Useful for working with small **kern snippets or data from APIs:

import kernpy as kp

kern_data = """**kern    **text
*M4/4     *
=1        =1
4c        Do
4d        Re
4e        Mi
4f        Fa
=2        =2
2g        Sol
*-        *-
"""

document, errors = kp.loads(kern_data)

Load with Error Handling

Control how strict the parser should be:

import kernpy as kp

# Tolerant parsing (default)—ignores minor issues
doc, errors = kp.load('score.krn', raise_on_errors=False)

# Strict parsing—raises exception on any error
try:
    doc, errors = kp.load('score.krn', raise_on_errors=True)
except ValueError as e:
    print(f"Parsing failed: {e}")

Understanding Document Structure

Access Spines

Spines are vertical columns representing voices or instruments:

import kernpy as kp

doc, _ = kp.load('score.krn')

# Get all spines
spines = doc.get_spines()
print(f"Total spines: {len(spines)}")

# Print spine headers
for i, spine in enumerate(spines):
    print(f"  Spine {i}: {spine.header}")

# Filter to specific types
kern_spines = [s for s in spines if s.header == '**kern']
text_spines = [s for s in spines if s.header == '**text']
print(f"Kern spines: {len(kern_spines)}, Text spines: {len(text_spines)}")

Measure Information

Access measures and their ranges:

import kernpy as kp

doc, _ = kp.load('score.krn')

first_measure = doc.get_first_measure()
total_measures = doc.measures_count()

print(f"Score spans measures {first_measure} to {total_measures}")
print(f"Total measure count: {total_measures - first_measure + 1}")

Get Tokens from a Spine

Access the individual musical elements:

import kernpy as kp

doc, _ = kp.load('score.krn')
spines = doc.get_spines()

# Get tokens from the first kern spine
kern_spine = [s for s in spines if s.header == '**kern'][0]
tokens = kern_spine.get_tokens()

print(f"Total tokens: {len(tokens)}")

# Print first 20 token encodings
for i, token in enumerate(tokens[:20]):
    print(f"  {i:2d}: {token.encoding}")

Analyzing Token Content

Inspect Individual Tokens

Each token carries rich information:

import kernpy as kp

doc, _ = kp.load('score.krn')
kern_spine = doc.get_spines()[0]
tokens = kern_spine.get_tokens()

# Examine a specific token
token = tokens[4]
print(f"Encoding: {token.encoding}")
print(f"Category: {token.category}")
print(f"Type: {type(token).__name__}")

Filter Tokens by Category

Select only certain types of tokens for analysis:

import kernpy as kp

doc, _ = kp.load('score.krn')
kern_spine = doc.get_spines()[0]
tokens = kern_spine.get_tokens()

# Get only notes and rests
note_rest_tokens = [t for t in tokens 
                    if t.category == kp.TokenCategory.NOTE_REST]

# Get only pitches
pitch_tokens = [t for t in tokens 
                if t.category == kp.TokenCategory.PITCH]

# Get clef information
clef_tokens = [t for t in tokens 
               if t.category == kp.TokenCategory.CLEF]
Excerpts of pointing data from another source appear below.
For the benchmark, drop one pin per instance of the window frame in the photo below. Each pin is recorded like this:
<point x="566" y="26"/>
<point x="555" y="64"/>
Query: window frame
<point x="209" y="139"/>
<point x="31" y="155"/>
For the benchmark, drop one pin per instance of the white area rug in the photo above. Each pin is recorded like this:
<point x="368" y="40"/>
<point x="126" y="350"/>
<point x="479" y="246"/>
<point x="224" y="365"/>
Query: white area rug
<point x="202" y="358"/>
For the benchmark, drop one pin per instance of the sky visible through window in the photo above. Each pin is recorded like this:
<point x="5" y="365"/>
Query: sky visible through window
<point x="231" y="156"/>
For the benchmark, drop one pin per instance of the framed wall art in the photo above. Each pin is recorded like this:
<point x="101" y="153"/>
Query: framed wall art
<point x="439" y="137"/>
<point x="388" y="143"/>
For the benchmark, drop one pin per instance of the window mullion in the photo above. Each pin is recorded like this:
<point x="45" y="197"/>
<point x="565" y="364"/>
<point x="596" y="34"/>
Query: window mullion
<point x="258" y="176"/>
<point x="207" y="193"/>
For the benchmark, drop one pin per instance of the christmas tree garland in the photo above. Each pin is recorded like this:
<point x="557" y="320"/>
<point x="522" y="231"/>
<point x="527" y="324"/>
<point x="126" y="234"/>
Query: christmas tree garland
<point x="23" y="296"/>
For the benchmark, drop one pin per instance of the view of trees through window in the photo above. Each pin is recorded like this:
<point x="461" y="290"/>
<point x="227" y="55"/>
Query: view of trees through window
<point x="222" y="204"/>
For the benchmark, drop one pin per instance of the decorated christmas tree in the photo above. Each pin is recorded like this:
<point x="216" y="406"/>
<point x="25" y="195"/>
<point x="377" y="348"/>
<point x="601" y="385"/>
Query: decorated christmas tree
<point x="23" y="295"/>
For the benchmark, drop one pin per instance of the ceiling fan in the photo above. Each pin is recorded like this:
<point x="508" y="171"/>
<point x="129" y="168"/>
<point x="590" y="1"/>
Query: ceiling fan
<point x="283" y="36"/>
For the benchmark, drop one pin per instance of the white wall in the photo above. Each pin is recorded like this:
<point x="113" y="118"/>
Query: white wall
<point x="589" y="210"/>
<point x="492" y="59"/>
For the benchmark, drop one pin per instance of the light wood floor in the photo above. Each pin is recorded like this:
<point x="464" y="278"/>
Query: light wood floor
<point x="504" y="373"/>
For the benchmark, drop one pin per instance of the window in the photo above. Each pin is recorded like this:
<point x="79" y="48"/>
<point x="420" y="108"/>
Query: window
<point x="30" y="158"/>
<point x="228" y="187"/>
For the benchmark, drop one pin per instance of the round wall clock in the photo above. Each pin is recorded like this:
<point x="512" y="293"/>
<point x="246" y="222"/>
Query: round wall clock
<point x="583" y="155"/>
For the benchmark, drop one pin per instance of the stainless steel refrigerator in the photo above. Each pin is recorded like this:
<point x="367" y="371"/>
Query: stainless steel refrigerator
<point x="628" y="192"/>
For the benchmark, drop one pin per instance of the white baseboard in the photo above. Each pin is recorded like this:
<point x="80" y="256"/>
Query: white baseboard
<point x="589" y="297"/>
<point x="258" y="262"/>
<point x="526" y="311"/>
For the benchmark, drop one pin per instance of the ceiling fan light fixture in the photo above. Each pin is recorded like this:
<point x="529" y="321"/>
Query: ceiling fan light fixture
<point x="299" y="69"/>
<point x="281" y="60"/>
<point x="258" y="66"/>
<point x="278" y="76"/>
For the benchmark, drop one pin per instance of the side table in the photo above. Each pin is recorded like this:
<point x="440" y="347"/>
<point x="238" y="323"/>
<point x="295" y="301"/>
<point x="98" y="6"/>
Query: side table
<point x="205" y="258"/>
print(f"Notes/rests: {len(note_rest_tokens)}")
print(f"Pitches: {len(pitch_tokens)}")
print(f"Clef declarations: {len(clef_tokens)}")

Extract Musical Information

Find Time Signatures

import kernpy as kp

doc, _ = kp.load('score.krn')

# Get time signatures from all spines
time_sigs = set()
for spine in doc.get_spines():
    for token in spine.get_tokens():
        if token.category == kp.TokenCategory.TIME_SIGNATURE:
            time_sigs.add(token.encoding)

print(f"Time signatures found: {time_sigs}")

Find Key Signatures

import kernpy as kp

doc, _ = kp.load('score.krn')

key_signatures = []
for spine in doc.get_spines():
    for token in spine.get_tokens():
        if token.category == kp.TokenCategory.KEY_SIGNATURE:
            key_signatures.append(token.encoding)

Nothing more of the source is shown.